Zielvereinbarung: Wissens- und Innovationsstandort Trier weiterentwickeln

Die Universität Trier wird bis Ende 2016 eine Entwicklungsstrategie für den regionalen Wissenschaftsstandort in Kooperation mit den Hochschul- und Forschungseinrichtungen sowie weiteren Akteuren erarbeiten. Eine entsprechende Zielvereinbarung haben Wissenschaftsministerin Vera Reiß und Universitätspräsident Prof. Dr. Michael Jäckel heute unterzeichnet.

Wissenschaftsministerin Vera Reiß: „Die Universität Trier arbeitet im Rahmen der Wissenschaftsallianz bereits heute in vielfältiger Weise mit regionalen Partnern – kulturellen und sozialen Einrichtungen, Wirtschaftskammern, anderen Forschungseinrichtungen, Kommunen – zusammen. Dies soll jetzt mit einer gemeinsamen Entwicklungsstrategie weiter ausgebaut werden, um das vorhandene Potenzial noch intensiver zu nutzen und die Region nachhaltig in Wissenschaft, Wirtschaft und Gesellschaft weiter zu entwickeln.“ 

Die Vorteile der integrierten Entwicklungsstrategie sind: 

  • der Austausch von Wissen zwischen den beteiligten Partnern,
  • die Bildung von Forschungskooperationen zwischen Hochschulen, Kammern, Unternehmen und kommunalen Institutionen,
  • die bessere Nutzung vorhandener Kapazitäten an Hochschulen und Unternehmen, wie technische Gerätschaften für die Forschung und auch personelle Ressourcen,
  • Marketing und Darstellung der Leistungsfähigkeit von Ausbildung und Forschung des Wissens- und Innovationsstandortes Trier. 

Das Wissenschaftsministerium stellt der Universität zur Unterstützung der Erarbeitung und Umsetzung eine wissenschaftliche Mitarbeiterstelle dauerhaft zur Verfügung, kündigte die Wissenschaftsministerin an.

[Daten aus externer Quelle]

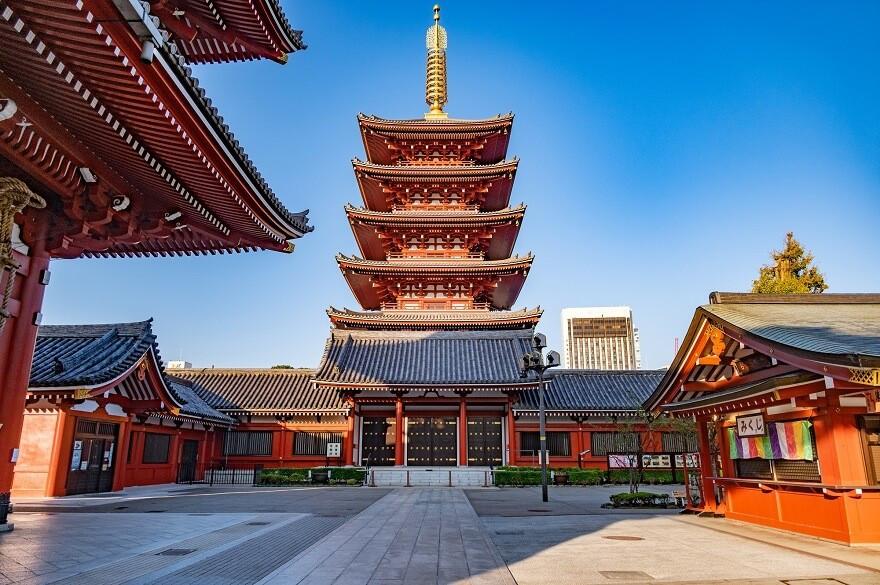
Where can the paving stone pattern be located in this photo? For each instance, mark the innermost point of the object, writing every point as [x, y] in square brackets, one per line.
[249, 562]
[411, 536]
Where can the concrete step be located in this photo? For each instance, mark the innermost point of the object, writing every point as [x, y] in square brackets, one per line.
[430, 476]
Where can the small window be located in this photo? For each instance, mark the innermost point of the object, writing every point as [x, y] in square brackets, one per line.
[314, 443]
[156, 448]
[558, 444]
[603, 443]
[678, 443]
[256, 443]
[754, 469]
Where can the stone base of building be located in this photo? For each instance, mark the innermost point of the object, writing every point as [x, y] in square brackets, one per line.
[430, 477]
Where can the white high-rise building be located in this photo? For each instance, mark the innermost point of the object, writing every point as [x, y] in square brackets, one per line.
[600, 338]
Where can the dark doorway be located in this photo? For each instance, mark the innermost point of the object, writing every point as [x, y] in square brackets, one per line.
[93, 457]
[431, 441]
[484, 440]
[189, 458]
[377, 441]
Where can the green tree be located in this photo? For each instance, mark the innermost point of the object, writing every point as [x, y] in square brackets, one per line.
[792, 271]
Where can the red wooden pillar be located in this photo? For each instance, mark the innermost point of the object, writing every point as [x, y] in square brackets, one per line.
[398, 431]
[17, 342]
[511, 437]
[706, 463]
[462, 431]
[838, 442]
[175, 453]
[348, 443]
[119, 465]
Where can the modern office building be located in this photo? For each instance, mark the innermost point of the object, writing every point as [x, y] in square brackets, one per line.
[599, 338]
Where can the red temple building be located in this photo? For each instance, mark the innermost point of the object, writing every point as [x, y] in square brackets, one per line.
[102, 415]
[426, 374]
[109, 147]
[784, 390]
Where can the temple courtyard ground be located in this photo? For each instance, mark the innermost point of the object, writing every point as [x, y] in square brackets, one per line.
[225, 535]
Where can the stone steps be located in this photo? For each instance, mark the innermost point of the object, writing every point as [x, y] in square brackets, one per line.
[430, 477]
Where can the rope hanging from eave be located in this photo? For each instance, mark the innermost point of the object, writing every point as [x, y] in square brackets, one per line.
[14, 197]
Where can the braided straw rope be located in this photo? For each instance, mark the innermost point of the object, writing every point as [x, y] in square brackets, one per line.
[14, 197]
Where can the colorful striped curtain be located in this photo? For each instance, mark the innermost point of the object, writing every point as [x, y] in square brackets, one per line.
[789, 440]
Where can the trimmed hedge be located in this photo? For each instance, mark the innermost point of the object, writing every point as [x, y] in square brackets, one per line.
[283, 476]
[639, 499]
[509, 475]
[584, 476]
[344, 474]
[517, 477]
[297, 476]
[649, 476]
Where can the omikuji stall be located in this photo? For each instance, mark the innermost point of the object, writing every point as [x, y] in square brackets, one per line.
[784, 390]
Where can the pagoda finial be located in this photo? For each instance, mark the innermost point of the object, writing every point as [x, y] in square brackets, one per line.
[435, 83]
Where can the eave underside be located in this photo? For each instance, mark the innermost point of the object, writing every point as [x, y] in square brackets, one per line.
[224, 30]
[435, 320]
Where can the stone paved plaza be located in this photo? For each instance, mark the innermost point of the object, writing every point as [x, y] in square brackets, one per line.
[409, 535]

Der Präsident der Universität Trier, Prof. Dr. Michael Jäckel, betonte: „Trier ist ein bedeutender Wissenschafts- und  Wirtschaftsstandort, aber vor allem auch ein bedeutender kultureller Ort in einer historisch bedeutsamen Region. Die besonderen Vorzüge der Region müssen noch deutlicher nach innen und außen getragen werden. Die Universität möchte dabei eine prominente Rolle spielen. Geeignete Kandidaten für ein regionales Profil sind in den Netzwerken bereits diskutiert worden. Jetzt kommt es auf gute Maßnahmenpakete an. Die vom Land zur Verfügung gestellte neue Mitarbeiterstelle hilft uns sehr.“

Die Ministerin verwies auf die Vorteile einer engen, strategischen Zusammenarbeit für alle beteiligten Akteure: „Durch Kenntnis der Kompetenzen und Wünsche der Partner können Forschungskooperationen einfacher, schneller und auf einer breiteren Basis erzielt werden. Zudem wird der Austausch von Wissen und Technologien erleichtert.“ So könnten Synergieeffekte genutzt werden, beispielsweise bei aufwendigen Antragsverfahren, der Organisation von gemeinsamen Initiativen oder bei der Nutzung von Ressourcen. Außerdem werde die Sichtbarkeit des Standortes erhöht. „Studierende, Fachkräfte und andere ‚kluge Köpfe‘ werden auf die Region als Wissens- und Innovationsstandort aufmerksam“, so die Ministerin.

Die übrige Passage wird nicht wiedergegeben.